Fix 1Password secret tasks always reporting changed in ringtail playbook (#213)

## Summary
- Replace `changed_when: true` with `register` + output inspection on the two 1Password secret tasks in `ringtail.yml`
- Tasks now correctly report `ok` when the secret content hasn't changed, and `changed` only when `kubectl apply` outputs `configured` or `created`

## Test plan
- [ ] Run `mise run provision-ringtail` twice — second run should show both tasks as `ok` not `changed`

🤖 Generated with [Claude Code](https://claude.com/claude-code)

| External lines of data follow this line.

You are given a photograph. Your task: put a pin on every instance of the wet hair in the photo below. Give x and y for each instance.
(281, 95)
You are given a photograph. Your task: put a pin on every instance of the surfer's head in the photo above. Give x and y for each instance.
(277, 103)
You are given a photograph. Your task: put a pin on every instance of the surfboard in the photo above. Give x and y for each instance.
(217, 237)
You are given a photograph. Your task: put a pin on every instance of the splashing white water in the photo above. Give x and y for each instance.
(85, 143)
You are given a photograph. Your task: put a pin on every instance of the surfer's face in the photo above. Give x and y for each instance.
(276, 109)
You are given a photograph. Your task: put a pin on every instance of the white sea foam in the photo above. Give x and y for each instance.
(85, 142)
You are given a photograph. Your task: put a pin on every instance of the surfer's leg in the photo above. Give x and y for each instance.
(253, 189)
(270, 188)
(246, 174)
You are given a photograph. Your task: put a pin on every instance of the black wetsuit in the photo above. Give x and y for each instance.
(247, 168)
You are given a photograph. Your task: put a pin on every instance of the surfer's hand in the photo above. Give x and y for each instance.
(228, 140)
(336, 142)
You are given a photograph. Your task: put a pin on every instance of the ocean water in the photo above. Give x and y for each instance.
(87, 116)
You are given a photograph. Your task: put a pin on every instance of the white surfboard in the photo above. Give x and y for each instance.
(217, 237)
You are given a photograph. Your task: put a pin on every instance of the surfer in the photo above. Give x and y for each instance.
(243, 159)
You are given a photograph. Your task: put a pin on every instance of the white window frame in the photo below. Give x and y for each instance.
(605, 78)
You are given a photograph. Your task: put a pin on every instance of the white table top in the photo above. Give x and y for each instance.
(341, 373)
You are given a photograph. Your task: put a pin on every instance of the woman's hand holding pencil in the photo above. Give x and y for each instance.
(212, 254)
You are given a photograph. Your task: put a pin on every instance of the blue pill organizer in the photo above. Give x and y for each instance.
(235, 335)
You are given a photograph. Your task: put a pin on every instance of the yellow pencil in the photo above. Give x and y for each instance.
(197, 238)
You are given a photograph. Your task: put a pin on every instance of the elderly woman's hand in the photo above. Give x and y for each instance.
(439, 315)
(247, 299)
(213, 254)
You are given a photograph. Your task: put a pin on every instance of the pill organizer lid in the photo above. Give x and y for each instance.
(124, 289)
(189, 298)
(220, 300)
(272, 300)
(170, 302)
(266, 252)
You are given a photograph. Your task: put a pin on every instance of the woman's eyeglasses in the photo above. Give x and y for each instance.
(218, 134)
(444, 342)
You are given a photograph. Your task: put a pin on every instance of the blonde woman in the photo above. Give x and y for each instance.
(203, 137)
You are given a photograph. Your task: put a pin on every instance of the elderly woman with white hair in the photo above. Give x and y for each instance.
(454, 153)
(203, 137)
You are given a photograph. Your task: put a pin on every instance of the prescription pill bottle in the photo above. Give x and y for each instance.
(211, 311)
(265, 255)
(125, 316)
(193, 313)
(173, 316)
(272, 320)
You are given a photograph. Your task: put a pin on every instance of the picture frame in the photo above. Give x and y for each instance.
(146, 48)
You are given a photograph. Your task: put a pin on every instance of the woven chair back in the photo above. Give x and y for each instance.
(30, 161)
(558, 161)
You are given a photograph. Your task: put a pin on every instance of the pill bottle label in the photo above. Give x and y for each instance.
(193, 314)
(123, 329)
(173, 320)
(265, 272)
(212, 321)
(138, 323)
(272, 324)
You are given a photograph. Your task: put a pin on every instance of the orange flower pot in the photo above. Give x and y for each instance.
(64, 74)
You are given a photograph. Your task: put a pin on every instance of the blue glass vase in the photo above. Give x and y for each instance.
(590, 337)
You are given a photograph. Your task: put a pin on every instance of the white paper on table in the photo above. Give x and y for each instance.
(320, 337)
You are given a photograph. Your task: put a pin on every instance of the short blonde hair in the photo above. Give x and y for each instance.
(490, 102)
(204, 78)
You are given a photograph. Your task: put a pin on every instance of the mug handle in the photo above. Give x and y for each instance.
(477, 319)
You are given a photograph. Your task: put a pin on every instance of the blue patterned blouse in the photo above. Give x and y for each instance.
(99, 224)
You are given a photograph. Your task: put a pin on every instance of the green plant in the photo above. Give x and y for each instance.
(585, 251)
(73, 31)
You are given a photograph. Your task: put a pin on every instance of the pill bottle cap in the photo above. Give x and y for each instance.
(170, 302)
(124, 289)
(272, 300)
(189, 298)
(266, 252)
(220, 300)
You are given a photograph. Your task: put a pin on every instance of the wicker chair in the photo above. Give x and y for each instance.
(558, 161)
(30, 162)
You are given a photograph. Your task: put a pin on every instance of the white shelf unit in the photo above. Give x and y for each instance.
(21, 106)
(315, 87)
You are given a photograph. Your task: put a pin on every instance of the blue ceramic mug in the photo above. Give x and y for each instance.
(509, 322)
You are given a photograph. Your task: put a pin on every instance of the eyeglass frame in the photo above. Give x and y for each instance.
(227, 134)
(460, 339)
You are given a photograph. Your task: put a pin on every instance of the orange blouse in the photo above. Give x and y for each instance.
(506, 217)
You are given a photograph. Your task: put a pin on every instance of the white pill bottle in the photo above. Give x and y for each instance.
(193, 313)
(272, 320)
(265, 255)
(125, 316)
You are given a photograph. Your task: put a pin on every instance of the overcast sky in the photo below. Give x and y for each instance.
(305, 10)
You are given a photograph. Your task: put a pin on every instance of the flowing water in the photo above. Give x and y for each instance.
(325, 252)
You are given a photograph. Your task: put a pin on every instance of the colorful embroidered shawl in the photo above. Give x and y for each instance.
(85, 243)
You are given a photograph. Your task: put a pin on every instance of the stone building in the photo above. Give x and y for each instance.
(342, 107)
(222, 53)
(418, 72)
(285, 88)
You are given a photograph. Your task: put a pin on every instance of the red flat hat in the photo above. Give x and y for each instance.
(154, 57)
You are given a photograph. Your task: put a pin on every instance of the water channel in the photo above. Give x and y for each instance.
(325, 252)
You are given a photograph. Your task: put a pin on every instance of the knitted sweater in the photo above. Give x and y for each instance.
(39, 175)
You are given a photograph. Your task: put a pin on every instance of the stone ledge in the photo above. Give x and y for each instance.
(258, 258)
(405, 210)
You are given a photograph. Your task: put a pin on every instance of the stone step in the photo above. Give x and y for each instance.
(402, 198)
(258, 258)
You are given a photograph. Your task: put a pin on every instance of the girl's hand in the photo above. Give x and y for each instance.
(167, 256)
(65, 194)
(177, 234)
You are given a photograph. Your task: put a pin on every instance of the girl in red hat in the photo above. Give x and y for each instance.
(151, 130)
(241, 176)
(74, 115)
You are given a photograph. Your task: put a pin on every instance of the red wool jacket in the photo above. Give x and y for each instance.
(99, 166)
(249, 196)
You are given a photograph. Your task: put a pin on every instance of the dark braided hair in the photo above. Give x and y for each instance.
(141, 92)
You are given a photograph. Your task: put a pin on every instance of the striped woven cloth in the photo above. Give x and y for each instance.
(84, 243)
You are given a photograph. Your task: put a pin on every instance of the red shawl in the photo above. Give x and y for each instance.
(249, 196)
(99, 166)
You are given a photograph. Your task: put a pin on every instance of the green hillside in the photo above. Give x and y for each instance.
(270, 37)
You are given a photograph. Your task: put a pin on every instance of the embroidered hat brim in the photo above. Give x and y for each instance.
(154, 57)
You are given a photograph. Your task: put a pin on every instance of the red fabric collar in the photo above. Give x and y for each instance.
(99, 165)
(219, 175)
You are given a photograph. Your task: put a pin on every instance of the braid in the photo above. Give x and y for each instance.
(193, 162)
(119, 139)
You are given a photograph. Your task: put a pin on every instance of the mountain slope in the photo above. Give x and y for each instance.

Reviewed-on: https://forge.ops.eblu.me/eblume/blumeops/pulls/213

ansible/playbooks/ringtail.yml

@@ -100,7 +100,8 @@
             --from-literal=1password-credentials.json='{{ _op_credentials.stdout }}' \
             --dry-run=client -o yaml | k3s kubectl apply -f -
         executable: /run/current-system/sw/bin/bash
-      changed_when: true
+      register: _op_credentials_apply
+      changed_when: "'configured' in _op_credentials_apply.stdout or 'created' in _op_credentials_apply.stdout"
       no_log: true
 
     - name: Create or update onepassword-token secret
@@ -112,5 +113,6 @@
             --from-literal=token={{ _op_token.stdout }} \
             --dry-run=client -o yaml | k3s kubectl apply -f -
         executable: /run/current-system/sw/bin/bash
-      changed_when: true
+      register: _op_token_apply
+      changed_when: "'configured' in _op_token_apply.stdout or 'created' in _op_token_apply.stdout"
       no_log: true

docs/changelog.d/fix-ringtail-1password-secrets-idempotent.bugfix.md

@@ -0,0 +1 @@
+Make 1Password secret tasks in ringtail playbook idempotent by checking kubectl apply output instead of always reporting changed.